Agora elas me levam para o quarto. Sussuros inaudíveis são trocados pelos dois pombinhos. Então decidem pelo ambiente à luz de velas, e eu, despida e célebre, porto-me imponente em meio a esta atmosfera afrodisíaca. Dois adolescentes prestes a iniciarem suas vidas sexuais, e eu aqui, a observar tudo, placidamente. Trocam mais sussurros e começam a se despir. A menina, ainda corada, parece não querer, mas a insistência do rapaz a faz desistir de impor qualquer resistência. Gargalhadas ecoam, altas. E consigo ouvir uma movimentação estranha do lado de fora. Peraí, a porta está abrindo! Dois adultos invadem violentamente o quarto. Um, consigo reconhecer, é meu dono. Outra, uma mulher, deduzo que seja a mãe do menino.

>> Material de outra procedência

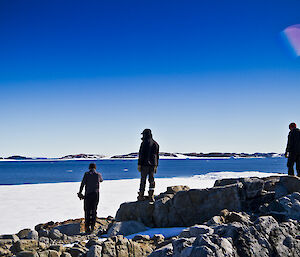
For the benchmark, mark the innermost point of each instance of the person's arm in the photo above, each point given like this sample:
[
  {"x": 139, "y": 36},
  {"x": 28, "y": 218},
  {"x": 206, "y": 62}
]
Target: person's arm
[
  {"x": 100, "y": 178},
  {"x": 140, "y": 159},
  {"x": 83, "y": 183},
  {"x": 288, "y": 146},
  {"x": 157, "y": 158}
]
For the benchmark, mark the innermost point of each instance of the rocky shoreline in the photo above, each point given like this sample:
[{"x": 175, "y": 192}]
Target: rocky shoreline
[{"x": 236, "y": 217}]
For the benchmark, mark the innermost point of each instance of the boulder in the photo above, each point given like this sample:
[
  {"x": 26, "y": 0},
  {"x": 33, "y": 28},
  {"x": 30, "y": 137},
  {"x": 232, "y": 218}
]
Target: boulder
[
  {"x": 70, "y": 229},
  {"x": 166, "y": 250},
  {"x": 141, "y": 238},
  {"x": 185, "y": 208},
  {"x": 23, "y": 234},
  {"x": 126, "y": 228},
  {"x": 284, "y": 208},
  {"x": 25, "y": 245},
  {"x": 94, "y": 251},
  {"x": 287, "y": 185},
  {"x": 12, "y": 237},
  {"x": 76, "y": 251},
  {"x": 140, "y": 211},
  {"x": 58, "y": 248},
  {"x": 55, "y": 234},
  {"x": 44, "y": 240},
  {"x": 158, "y": 239},
  {"x": 195, "y": 231},
  {"x": 43, "y": 233},
  {"x": 27, "y": 254}
]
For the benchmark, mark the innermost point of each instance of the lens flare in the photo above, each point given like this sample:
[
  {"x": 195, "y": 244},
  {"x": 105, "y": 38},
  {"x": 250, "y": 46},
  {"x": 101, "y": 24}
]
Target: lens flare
[{"x": 292, "y": 36}]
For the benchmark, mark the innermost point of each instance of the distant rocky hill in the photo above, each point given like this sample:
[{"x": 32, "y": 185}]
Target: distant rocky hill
[
  {"x": 244, "y": 217},
  {"x": 161, "y": 154},
  {"x": 83, "y": 156},
  {"x": 205, "y": 155}
]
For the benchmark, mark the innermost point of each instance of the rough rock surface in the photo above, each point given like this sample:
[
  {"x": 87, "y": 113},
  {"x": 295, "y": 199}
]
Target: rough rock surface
[
  {"x": 126, "y": 228},
  {"x": 188, "y": 207},
  {"x": 237, "y": 217}
]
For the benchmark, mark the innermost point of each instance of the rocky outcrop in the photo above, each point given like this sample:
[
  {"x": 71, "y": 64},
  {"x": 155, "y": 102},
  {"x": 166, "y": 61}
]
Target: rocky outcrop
[
  {"x": 186, "y": 207},
  {"x": 126, "y": 228},
  {"x": 263, "y": 237},
  {"x": 237, "y": 217}
]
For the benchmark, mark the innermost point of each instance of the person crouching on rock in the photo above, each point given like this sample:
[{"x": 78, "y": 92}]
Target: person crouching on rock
[
  {"x": 91, "y": 181},
  {"x": 292, "y": 151},
  {"x": 147, "y": 164}
]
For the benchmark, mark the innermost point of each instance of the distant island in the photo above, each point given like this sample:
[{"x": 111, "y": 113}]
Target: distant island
[{"x": 163, "y": 155}]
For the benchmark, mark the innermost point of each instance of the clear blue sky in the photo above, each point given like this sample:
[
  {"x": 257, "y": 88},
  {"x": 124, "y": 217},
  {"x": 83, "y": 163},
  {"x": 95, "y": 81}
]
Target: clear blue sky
[{"x": 89, "y": 76}]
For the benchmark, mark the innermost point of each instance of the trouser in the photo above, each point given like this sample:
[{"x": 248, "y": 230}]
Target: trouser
[
  {"x": 91, "y": 201},
  {"x": 147, "y": 171},
  {"x": 293, "y": 158}
]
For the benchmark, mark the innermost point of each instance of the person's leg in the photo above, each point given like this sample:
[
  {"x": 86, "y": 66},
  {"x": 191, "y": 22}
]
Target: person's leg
[
  {"x": 298, "y": 165},
  {"x": 290, "y": 164},
  {"x": 151, "y": 183},
  {"x": 144, "y": 173},
  {"x": 94, "y": 210},
  {"x": 86, "y": 214}
]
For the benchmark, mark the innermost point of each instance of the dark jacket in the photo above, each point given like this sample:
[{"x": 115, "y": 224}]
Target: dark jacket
[
  {"x": 91, "y": 180},
  {"x": 293, "y": 145},
  {"x": 148, "y": 154}
]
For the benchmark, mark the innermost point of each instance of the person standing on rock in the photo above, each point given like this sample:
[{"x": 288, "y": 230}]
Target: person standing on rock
[
  {"x": 293, "y": 150},
  {"x": 91, "y": 181},
  {"x": 147, "y": 164}
]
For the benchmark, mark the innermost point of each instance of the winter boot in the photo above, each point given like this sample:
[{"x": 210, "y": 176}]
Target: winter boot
[
  {"x": 151, "y": 196},
  {"x": 141, "y": 196}
]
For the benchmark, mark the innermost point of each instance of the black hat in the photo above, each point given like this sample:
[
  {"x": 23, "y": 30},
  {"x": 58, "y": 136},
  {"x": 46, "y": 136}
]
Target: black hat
[{"x": 146, "y": 132}]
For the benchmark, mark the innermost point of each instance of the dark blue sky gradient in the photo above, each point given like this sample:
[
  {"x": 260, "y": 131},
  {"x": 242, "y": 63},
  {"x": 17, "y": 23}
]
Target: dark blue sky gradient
[
  {"x": 87, "y": 39},
  {"x": 78, "y": 75}
]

Ouço atenciosamente a conversa. O pai conseguiu notar minha falta a tempo e, desesperado, telefonou para sua vizinha da frente, que confirmou a presença de sua filha na casa. Os dois, então, chegam a tempo de interromperem as preliminares.

_ Quem a autorizou? – pergunta, a voz carregada de fúria e desespero, o pai.

_ Mas, pai, eu, eu... – gagueja a menina, inerte e nua, enquanto seu amigo a cobre com uma toalha.

_ Você nada! Vai ficar um mês trancafiada em casa, sua piranha juvenil. Vê se tem cabimento! Já sei, vou te matricular num internato de freiras, isso sim. Te prepara, dondoca.

E a menina sai, chorando, puxada pela orelha, enquanto o rapaz é contemplado pelo olhar benevolente da mãe. Não tem jeito, meninos sempre serão mais bem compreendidos...

3 Comentários:

Blogger Mariana disse:

Porra, preciso comentar algo???????

Sem palavras pra esse texto... Ele é muuuuuuuuuuuuuuuuuuuuuuuuuuuuuuuuuuuuuito foda, ultrapassa os limites de qqr coisa q possa ser classificada como criativa! Adoro o ar sarcástico da garrafa e a maneira como ela fala com o leitor. Sem contar q o primeiro parágrafo engana bem, parece q é uma mulher falando de suas amigas. XD

Parabéns, Nuala. Começou com dois pés direitos nas Trovadoras de Minerva!

5/25/2005 12:25 AM  
Anonymous Anônimo disse:

Ah, gostei tbm! Muito legal.Tah de parabéns! Vc escreve muito bem, não precisava ficar com medo de a gente não gostar. Um bjão.

5/25/2005 6:05 PM  
Blogger Paty disse:

Esse me surpreendeu muito! Jamais pensei que alguém fizesse o ponto de vista da garrafa. E que garrafa simpática, diga-se de passgem! Bem-humorada e observadora mordaz dos humanos. O primeiro parágrafo nos faz pensar em uma mulher thirtysomething estilo Sex in the City. O segundo, machadiano até a medula, desfaz a impressão com estilo.

E bota estilo nisso, adoro o senso de humor particular presente em expressões como "putas retornáveis", "as crianças estão loucas, meu Deus" ou "piranha juvenil". E o clima de conversa com o leitor é ótimo.

Texto leve, divertido e cheio de sarcasmo. Não tinha como eu não gostar, né? :) Como disse a Mari, começou com os dois pés direitos!!!